Henri Colpi (15 July 1921 – 14 January 2006) was an accomplished editor whose innovative work on Alain Resnais’ Hiroshima Mon Amour (1959) and L’Année dernière à Marienbad (Last Year at Marienbad, 1961), contributed greatly to their dramatic impact. He was also a respected director whose most famous film, Une Aussi Longue Absence (The Long Absence, 1961), won the best film award at Cannes in 1961.
The Swiss-born Colpi studied at the Institut des hautes études cinématographiques (The Institute for Advanced Cinematographic Studies), graduating in 1947. During the1950s he worked as an editor, mainly working on short films with directors such as Georges Franju and Agnès Varda. He was the sound editor on Alain Resnais’ landmark Holocaust documentary, Nuit et brouillard (Night and Fog, 1955), contributing to that film’s powerful emotional impact with a carefully balanced mix of commentary and music.

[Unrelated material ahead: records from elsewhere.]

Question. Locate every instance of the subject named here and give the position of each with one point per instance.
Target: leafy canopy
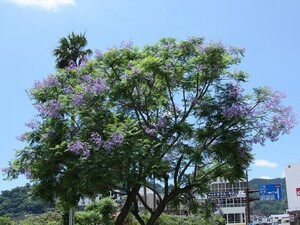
(174, 111)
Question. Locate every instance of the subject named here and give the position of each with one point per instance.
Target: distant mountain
(268, 208)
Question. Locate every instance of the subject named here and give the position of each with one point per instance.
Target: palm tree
(71, 49)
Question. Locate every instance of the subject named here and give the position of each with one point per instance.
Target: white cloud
(265, 163)
(45, 4)
(265, 177)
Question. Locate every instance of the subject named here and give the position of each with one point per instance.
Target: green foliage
(97, 213)
(20, 201)
(88, 217)
(71, 50)
(168, 219)
(49, 218)
(174, 112)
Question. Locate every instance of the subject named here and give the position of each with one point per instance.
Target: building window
(234, 218)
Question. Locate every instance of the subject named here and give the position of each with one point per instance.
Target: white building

Colpi’s collaboration with Alain Resnais on Hiroshima Mon Amour (1959) and Last Year At Marienbad (1961) had a profound impact on the art of editing. By rearranging or editing time, Colpi and Resnais instilled the present with a constant sense of the past and future. On these films he pioneered the use of “flash-ins”: sudden and unexpected images from within the characters’ minds. It was an audacious approach that had a lasting influence on other filmmakers.
In 1960, Colpi began his parallel career as a director with Une aussi longue absence (The Long Absence), which won the Palme d’Or at Cannes in 1961. This poetic and poignant movie, with a screenplay by Marguerite Duras, tells of a widow (Alida Valli) who owns a cafe in a Paris suburb and meets a tramp (Georges Wilson), who may, or may not, be her husband who had disappeared 15 years earlier in a prison camp.
Next, Colpi made two rural dramas shot in Romania: Codine (1962) and the touching Mona, l’étoile sans nom(Mona: a Star without a Name, 1965). None of his films, however, found much favour with audiences. "My first film, I don't know why, was considered a commercial failure. My second was a box-office flop, and my third was a huge disaster," he told Le Monde in 1985.
His directorial career was then confined to television. The exceptions were Heureux Qui Comme Ulysse (Happy He Who Like Ulysses, 1970), the moving tale of a farmhand who escapes with his old horse to save it from being sold for bullfights, and L’ile mysteriosa (The Mysterious Island of Captain Nemo,1973), cheaply made in Spain, co-directed with Juan Antonio Bardem, and starring Omar Sharif.
In 1982, Colpi worked to help restore a lost 1920 film, L'Hirondelle et la Mesange (The Swallow And the Titmouse). André Antoine had shot six hours of film for this silent melodrama, set on two barges. However, Charles Pathé, the producer, thought it too realistic and it was never released. Colpi spliced and cut the original down to 79 minutes, the result being a fascinating look at a brilliant film from a cinematic pioneer.
Colpi, who died leaving no family, was also the author of two excellent books, Dèfense et Illustration de la Musique de Film (1963) and Letters to a Young Editor (1996).